It was throughout vehicle flights to occasions he discovered the qualities he thought made Reich, even as a trainee, the best guy to change him as president in 2003.
“I knew his heart, and I knew he was a leader,” Cannada said.
As president, Reich quickly surrounded himself with older administrators and professors, some of whom had been candidates for the job he got. It was not much different than the way he built his current staff at Carolina with 68-year-old Jim Caldwell (his first boss with the Colts and the first to interview for the Panthers’ head-coaching job that Reich landed this year) and 72-year-old Dom Capers, Carolina’s first coach.
“Guys that have actually been through the wars, they have actually been through the ups and downs, they have actually discovered how to resolve issues, they have actually discovered how to deal with gamers of all types, resolve problems,” Reich said of his Panthers staff. “Guys who understand how to team up together, resolve problems as a personnel, who have a strong conviction however no egos.”
That’s what Reich did in building his first seminary staff.

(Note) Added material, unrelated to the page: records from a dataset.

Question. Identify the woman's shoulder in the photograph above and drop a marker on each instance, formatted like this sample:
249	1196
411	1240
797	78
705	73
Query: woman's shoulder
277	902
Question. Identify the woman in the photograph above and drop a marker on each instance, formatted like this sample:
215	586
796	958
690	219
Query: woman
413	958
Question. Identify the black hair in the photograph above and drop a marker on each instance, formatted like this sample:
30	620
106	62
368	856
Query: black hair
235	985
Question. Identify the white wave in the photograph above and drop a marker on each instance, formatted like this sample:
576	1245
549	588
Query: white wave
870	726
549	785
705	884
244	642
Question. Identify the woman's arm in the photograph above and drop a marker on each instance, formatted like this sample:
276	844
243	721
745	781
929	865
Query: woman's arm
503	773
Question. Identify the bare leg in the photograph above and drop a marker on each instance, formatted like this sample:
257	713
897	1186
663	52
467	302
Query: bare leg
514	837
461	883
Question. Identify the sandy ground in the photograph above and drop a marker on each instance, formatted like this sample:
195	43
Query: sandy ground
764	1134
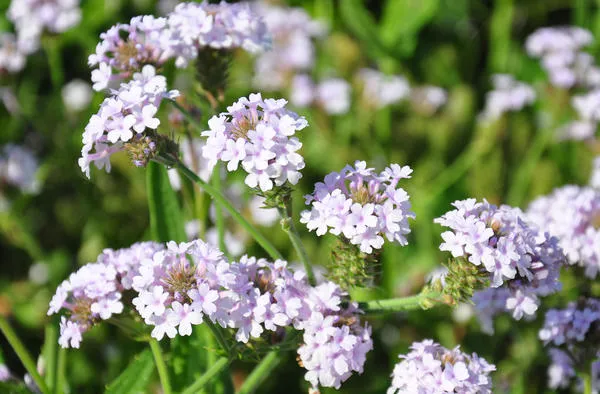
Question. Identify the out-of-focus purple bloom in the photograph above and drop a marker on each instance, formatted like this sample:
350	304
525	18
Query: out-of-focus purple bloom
361	205
571	214
259	134
431	368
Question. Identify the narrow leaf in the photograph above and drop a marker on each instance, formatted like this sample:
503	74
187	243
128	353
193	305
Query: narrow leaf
136	376
166	220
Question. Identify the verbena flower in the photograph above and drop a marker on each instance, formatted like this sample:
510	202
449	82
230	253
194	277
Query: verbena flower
190	27
33	17
508	95
18	168
12	56
94	292
571	333
332	94
431	368
123	118
572	214
293	49
559	48
361	205
381	90
176	287
259	135
523	263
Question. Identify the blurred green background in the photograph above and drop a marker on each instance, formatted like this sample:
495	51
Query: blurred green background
454	44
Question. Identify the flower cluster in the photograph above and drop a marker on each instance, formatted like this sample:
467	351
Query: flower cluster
571	213
559	49
508	95
333	94
94	292
431	368
381	90
32	17
18	168
361	205
259	134
522	262
292	52
568	328
125	48
182	285
123	118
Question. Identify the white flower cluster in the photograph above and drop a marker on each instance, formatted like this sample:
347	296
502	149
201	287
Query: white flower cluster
523	263
571	213
559	48
361	205
293	50
429	368
508	95
381	90
125	48
122	117
332	94
32	17
259	134
189	283
18	168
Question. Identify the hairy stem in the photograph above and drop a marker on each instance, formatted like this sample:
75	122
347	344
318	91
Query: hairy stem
160	366
23	355
422	300
290	228
216	368
227	205
260	373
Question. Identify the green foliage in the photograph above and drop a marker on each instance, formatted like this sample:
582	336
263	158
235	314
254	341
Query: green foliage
136	377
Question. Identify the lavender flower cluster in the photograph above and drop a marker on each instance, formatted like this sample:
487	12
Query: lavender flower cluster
293	50
571	213
559	49
523	263
508	95
259	134
430	368
125	48
123	117
181	285
569	328
361	205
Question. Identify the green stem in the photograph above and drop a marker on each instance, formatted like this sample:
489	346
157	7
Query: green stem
216	368
61	365
160	366
186	114
220	222
260	373
23	355
522	179
290	228
422	300
225	203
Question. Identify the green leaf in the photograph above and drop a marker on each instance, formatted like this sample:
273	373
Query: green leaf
136	376
358	19
402	20
166	220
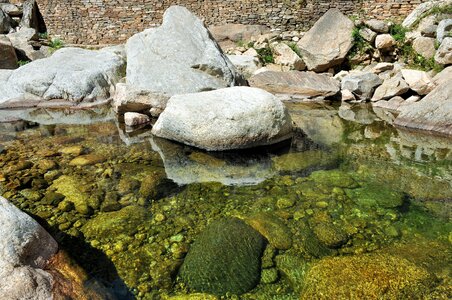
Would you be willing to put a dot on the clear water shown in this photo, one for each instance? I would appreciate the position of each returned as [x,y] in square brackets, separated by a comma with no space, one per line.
[350,208]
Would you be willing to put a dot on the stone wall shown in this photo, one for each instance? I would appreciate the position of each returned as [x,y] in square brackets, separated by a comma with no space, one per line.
[113,21]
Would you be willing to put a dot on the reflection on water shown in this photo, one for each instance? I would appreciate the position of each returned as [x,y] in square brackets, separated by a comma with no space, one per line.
[353,208]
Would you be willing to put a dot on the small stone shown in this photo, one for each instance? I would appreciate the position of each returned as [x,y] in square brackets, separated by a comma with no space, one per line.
[72,150]
[273,229]
[384,42]
[134,119]
[269,276]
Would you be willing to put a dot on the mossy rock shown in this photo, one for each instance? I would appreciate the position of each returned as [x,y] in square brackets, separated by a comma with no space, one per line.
[111,224]
[225,258]
[376,195]
[301,161]
[370,276]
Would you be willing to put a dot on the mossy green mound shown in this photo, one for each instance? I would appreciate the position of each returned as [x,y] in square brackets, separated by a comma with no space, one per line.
[225,258]
[372,276]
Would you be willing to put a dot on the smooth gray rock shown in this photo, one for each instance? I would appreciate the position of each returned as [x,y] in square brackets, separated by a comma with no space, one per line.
[425,46]
[247,65]
[432,113]
[178,57]
[444,27]
[71,74]
[443,55]
[419,81]
[8,58]
[24,251]
[295,84]
[377,25]
[225,258]
[5,22]
[327,43]
[394,86]
[361,85]
[130,99]
[224,119]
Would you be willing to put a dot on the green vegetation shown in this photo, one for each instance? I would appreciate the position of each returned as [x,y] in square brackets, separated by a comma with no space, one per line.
[266,55]
[56,44]
[295,48]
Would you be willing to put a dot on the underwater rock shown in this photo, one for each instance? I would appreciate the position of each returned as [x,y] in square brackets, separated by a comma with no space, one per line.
[370,276]
[225,258]
[303,161]
[272,228]
[109,225]
[185,167]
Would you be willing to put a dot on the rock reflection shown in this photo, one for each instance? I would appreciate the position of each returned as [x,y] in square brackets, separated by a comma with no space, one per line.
[185,165]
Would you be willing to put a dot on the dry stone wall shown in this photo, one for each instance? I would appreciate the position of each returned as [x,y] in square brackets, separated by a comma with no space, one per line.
[92,22]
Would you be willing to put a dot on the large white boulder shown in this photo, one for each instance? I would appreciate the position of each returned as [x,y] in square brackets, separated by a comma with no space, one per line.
[224,119]
[25,249]
[432,113]
[327,43]
[178,57]
[71,74]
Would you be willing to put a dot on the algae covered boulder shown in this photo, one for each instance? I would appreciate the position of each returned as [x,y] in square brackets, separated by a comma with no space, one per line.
[373,276]
[225,258]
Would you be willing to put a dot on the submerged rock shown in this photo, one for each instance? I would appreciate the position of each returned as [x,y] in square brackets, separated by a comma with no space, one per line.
[71,74]
[225,258]
[372,276]
[178,57]
[327,43]
[24,252]
[231,118]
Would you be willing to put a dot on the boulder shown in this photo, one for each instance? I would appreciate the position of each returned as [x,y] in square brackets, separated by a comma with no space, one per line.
[394,86]
[129,99]
[440,78]
[237,32]
[5,22]
[24,252]
[384,42]
[432,113]
[71,74]
[443,55]
[285,56]
[368,34]
[444,27]
[178,57]
[327,43]
[8,58]
[425,46]
[420,11]
[296,84]
[361,85]
[377,25]
[224,259]
[247,65]
[231,118]
[419,81]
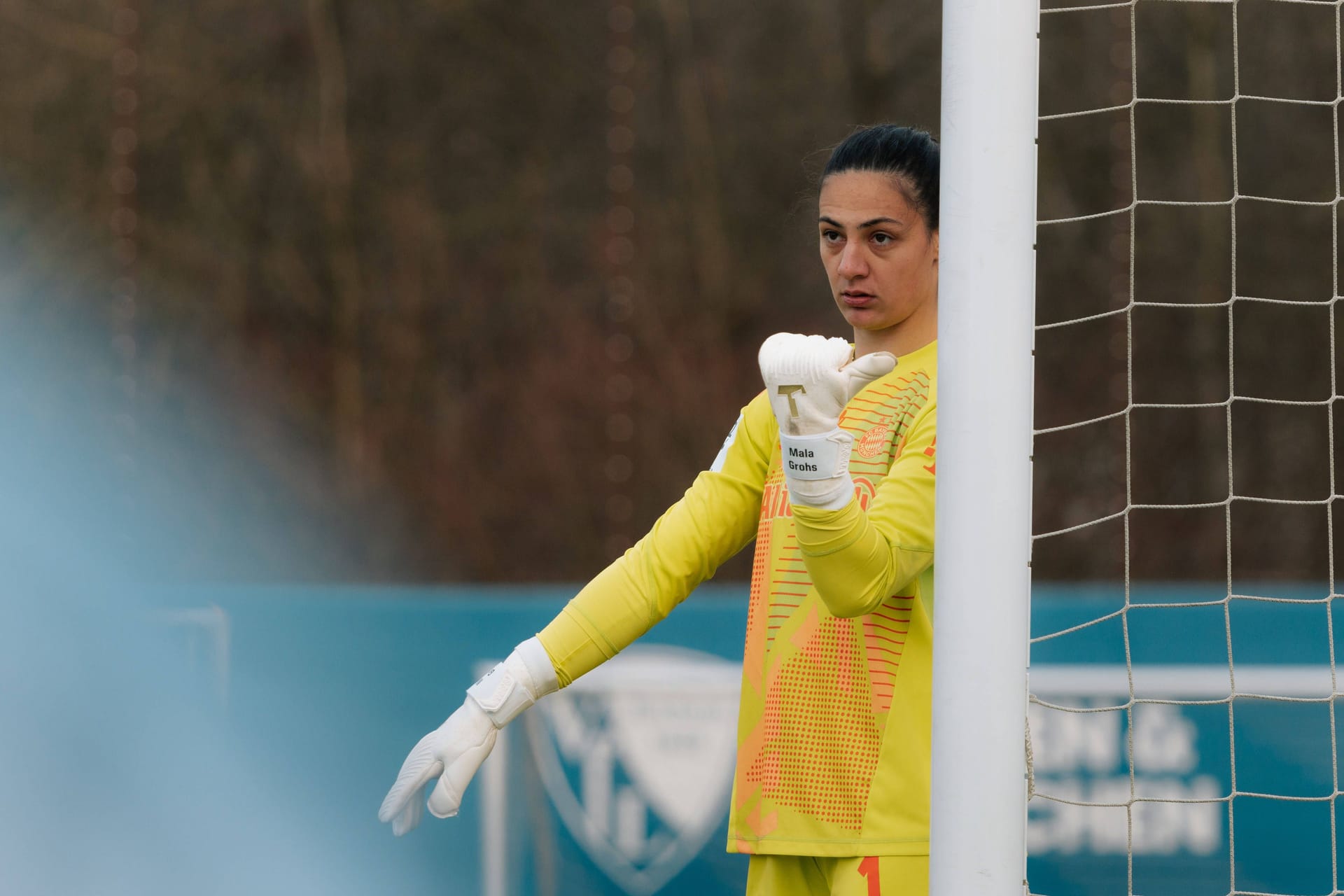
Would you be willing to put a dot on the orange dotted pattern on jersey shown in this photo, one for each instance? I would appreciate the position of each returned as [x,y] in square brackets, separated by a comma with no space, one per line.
[822,741]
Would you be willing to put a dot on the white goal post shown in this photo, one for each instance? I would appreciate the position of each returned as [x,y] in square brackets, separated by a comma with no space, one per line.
[983,523]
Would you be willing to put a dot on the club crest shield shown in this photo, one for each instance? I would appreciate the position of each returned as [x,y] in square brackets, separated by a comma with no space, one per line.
[638,760]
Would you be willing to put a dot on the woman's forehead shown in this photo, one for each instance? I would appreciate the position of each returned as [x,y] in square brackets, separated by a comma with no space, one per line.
[855,197]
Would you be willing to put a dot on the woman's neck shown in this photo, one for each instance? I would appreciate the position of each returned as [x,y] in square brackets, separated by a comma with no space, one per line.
[907,336]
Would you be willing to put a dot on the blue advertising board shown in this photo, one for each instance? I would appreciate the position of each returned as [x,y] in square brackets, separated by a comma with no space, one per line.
[620,783]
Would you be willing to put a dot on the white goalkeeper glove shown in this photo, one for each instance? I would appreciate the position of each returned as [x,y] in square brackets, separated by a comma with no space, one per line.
[809,381]
[454,751]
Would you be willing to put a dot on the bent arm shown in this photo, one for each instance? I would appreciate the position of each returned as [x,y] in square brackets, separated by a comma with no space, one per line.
[858,558]
[715,519]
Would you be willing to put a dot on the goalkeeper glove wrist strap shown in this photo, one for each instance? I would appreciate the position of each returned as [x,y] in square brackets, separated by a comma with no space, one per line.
[514,685]
[816,469]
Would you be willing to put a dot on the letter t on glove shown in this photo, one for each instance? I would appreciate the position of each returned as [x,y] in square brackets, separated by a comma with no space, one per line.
[809,381]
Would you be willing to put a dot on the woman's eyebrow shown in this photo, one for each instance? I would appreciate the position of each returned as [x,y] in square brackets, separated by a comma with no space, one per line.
[864,225]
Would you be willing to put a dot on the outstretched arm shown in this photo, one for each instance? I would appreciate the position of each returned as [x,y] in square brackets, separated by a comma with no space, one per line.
[714,520]
[858,558]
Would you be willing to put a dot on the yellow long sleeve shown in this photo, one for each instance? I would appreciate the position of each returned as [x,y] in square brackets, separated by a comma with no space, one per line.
[858,558]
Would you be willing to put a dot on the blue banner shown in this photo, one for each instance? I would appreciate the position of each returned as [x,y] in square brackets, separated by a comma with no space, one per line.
[620,783]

“What I watched in those early meetings was that he already was a coach,” Culbertson said. “He understood he didn’t understand whatever about everyone’s task, however like a head coach, you need to rely on everyone under you and make them feel valued.”
Frank’s wife, Linda, calls his approach to team building the servant leader (leading with the innate desire to serve his team’s needs), which grew during his time at the seminary.
Reich calls it being smart.
“We’ve all gained from Day 1, when you’re attempting to create a group, attempt to surround yourself with the very best individuals,” he stated.
Caldwell called that servant management something unique. He saw it when Reich joined him in Indianapolis in 2006 and assisted the Colts win Super Bowl XLI with Manning.
“He knows and preaches often that it’s not about him,” Caldwell said. “He understands there’s a larger objective included.”
Reich insists his experience as RTS president — constructing a personnel and dealing with trainees to assist them broaden their doctrinal understanding to possibly end up being pastors — ready him more for being a head coach than anything.
“It was just like being the head coach of a football team,” he said. “Where the gamers are the genuine stars of football, the teachers and trainees are the genuine stars of the seminary.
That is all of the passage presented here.